Sur les demandes accessoires
En application de l’article 514 du code de procédure civile, les décisions de première instance sont de droit exécutoires à titre provisoire à moins que la loi ou la décision rendue n’en dispose autrement.
Eu égard aux circonstances de la cause et à la position des parties, il n’apparaît pas inéquitable de laisser à la charge de la société demanderesse les frais irrépétibles exposés par elle pour agir en justice et non compris dans les dépens.
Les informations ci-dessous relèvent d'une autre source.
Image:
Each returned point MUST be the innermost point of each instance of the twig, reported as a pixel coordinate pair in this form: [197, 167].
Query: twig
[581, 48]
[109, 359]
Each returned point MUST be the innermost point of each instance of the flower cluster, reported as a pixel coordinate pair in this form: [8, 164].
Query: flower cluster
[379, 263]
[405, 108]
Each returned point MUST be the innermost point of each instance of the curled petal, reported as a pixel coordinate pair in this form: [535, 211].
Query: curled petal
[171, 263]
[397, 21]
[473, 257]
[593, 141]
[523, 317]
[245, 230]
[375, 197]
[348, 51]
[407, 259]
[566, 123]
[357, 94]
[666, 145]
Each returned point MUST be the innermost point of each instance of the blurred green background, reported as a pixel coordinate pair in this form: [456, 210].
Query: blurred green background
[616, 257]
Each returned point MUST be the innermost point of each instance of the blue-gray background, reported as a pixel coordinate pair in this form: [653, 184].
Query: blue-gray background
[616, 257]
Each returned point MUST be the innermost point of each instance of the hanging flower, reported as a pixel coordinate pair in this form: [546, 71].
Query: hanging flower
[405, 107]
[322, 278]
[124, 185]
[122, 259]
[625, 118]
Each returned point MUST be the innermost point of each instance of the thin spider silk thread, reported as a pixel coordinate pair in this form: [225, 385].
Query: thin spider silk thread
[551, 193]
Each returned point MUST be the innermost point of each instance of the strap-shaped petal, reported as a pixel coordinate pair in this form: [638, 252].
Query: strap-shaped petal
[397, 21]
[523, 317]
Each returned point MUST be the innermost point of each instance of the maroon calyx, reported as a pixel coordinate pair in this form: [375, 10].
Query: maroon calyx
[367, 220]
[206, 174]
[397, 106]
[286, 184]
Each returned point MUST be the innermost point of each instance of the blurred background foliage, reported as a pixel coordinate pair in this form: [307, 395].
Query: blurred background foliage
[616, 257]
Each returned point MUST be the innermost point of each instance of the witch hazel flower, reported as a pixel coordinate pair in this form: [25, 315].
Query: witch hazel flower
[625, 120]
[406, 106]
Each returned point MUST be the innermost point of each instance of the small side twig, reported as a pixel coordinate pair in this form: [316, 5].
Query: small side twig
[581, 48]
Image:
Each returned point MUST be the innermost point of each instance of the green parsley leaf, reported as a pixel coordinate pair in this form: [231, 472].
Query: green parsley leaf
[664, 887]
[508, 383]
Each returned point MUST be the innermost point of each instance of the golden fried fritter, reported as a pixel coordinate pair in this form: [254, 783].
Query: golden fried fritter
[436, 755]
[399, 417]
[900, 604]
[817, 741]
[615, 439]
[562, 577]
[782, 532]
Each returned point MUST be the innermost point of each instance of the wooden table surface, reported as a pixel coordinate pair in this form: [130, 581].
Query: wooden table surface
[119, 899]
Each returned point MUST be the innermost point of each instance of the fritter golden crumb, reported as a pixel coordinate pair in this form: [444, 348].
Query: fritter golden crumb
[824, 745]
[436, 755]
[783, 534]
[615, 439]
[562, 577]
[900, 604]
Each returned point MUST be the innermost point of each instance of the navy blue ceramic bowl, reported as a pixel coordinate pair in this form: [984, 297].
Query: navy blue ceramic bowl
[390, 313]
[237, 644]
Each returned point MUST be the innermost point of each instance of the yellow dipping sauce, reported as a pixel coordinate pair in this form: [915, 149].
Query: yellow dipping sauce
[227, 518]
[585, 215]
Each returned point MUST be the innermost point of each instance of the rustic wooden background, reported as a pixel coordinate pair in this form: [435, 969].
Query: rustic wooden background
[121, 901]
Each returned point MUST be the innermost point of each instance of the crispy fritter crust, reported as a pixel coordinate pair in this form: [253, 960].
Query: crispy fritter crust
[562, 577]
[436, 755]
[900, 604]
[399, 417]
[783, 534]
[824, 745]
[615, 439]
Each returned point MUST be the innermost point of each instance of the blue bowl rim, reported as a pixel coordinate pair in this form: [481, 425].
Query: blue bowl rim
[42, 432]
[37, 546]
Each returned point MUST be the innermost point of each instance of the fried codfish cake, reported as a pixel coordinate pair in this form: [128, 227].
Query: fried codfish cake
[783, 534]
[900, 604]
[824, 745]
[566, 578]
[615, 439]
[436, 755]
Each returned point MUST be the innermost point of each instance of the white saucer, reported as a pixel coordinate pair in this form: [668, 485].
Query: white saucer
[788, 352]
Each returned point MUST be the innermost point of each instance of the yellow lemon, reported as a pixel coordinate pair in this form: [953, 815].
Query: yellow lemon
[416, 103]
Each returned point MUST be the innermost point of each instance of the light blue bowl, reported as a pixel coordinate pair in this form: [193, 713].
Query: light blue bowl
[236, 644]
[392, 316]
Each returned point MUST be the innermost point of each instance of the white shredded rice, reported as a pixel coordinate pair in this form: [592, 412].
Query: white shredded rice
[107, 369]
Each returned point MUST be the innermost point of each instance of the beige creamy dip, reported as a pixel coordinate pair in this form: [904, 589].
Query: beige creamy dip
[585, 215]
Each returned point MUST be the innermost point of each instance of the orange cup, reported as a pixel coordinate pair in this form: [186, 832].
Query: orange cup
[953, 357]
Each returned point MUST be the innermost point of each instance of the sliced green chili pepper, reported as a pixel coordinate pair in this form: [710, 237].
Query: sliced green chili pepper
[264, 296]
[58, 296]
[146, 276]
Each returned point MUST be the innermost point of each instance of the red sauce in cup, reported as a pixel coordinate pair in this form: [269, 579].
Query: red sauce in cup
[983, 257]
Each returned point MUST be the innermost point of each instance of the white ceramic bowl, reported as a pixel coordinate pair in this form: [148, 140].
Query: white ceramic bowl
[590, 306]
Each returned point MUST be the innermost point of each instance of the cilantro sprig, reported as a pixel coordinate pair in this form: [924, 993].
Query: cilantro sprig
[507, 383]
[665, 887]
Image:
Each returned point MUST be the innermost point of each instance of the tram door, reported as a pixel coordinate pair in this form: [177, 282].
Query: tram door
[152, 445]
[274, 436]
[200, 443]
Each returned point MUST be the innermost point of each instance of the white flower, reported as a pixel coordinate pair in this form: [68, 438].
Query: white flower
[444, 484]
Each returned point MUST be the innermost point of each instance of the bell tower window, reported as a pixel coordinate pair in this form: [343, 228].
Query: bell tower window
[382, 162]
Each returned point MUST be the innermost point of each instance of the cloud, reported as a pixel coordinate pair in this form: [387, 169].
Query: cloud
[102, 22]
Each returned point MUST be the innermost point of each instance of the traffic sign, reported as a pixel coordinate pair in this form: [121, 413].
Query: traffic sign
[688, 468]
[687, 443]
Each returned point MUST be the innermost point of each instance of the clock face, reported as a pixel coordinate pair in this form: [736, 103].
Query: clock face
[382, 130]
En application des dispositions de l’article 696 du Code de procédure civile, la partie perdante est condamnée aux dépens.
PAR CES MOTIFS,
Le juge des contentieux de la protection, statuant au fond, par mise à disposition au greffe, par décision réputée contradictoire et en premier ressort,
DECLARE recevable l’action en paiement de la SA COFIDIS ;
DIT que la déchéance du terme est valablement acquise ;
PRONONCE la déchéance du droit aux intérêts de la SA COFIDIS sur les crédits n°28963001080146 consenti le 12 novembre 2020 à Madame [G] [X] ;
CONDAMNE Madame [G] [X] à payer à la SA COFIDIS les sommes de :
* 4500,42€ au titre du contrat de prêt n°28963001080146 du 12 novembre 2020 qui ne produira aucun intérêt conventionnel ou légal ;
* 1785,71€ au titre du contrat de prêt n°01906000021781 du 20 juillet 2022 ne portant intérêt qu’au taux légal non soumis à la majoration de l’article L313-3 du code monétaire et financier à compter de la présente décision ;
* 2733,88€ au titre du contrat de prêt °28931001635734 du 24 juin 2023 ne portant intérêt qu’au taux légal non soumis à la majoration de l’article L313-3 du code monétaire et financier à compter de la présente décision ;
DEBOUTE la SA COFIDIS de sa demande de dommages et intérêts ;
DEBOUTE la SA COFIDIS de sa demande au titre de de l’article 700 du code de procédure civile ;
CONDAMNE Madame [G] [X] aux dépens ;
RAPPELLE que l’exécution provisoire de la présente décision est de droit.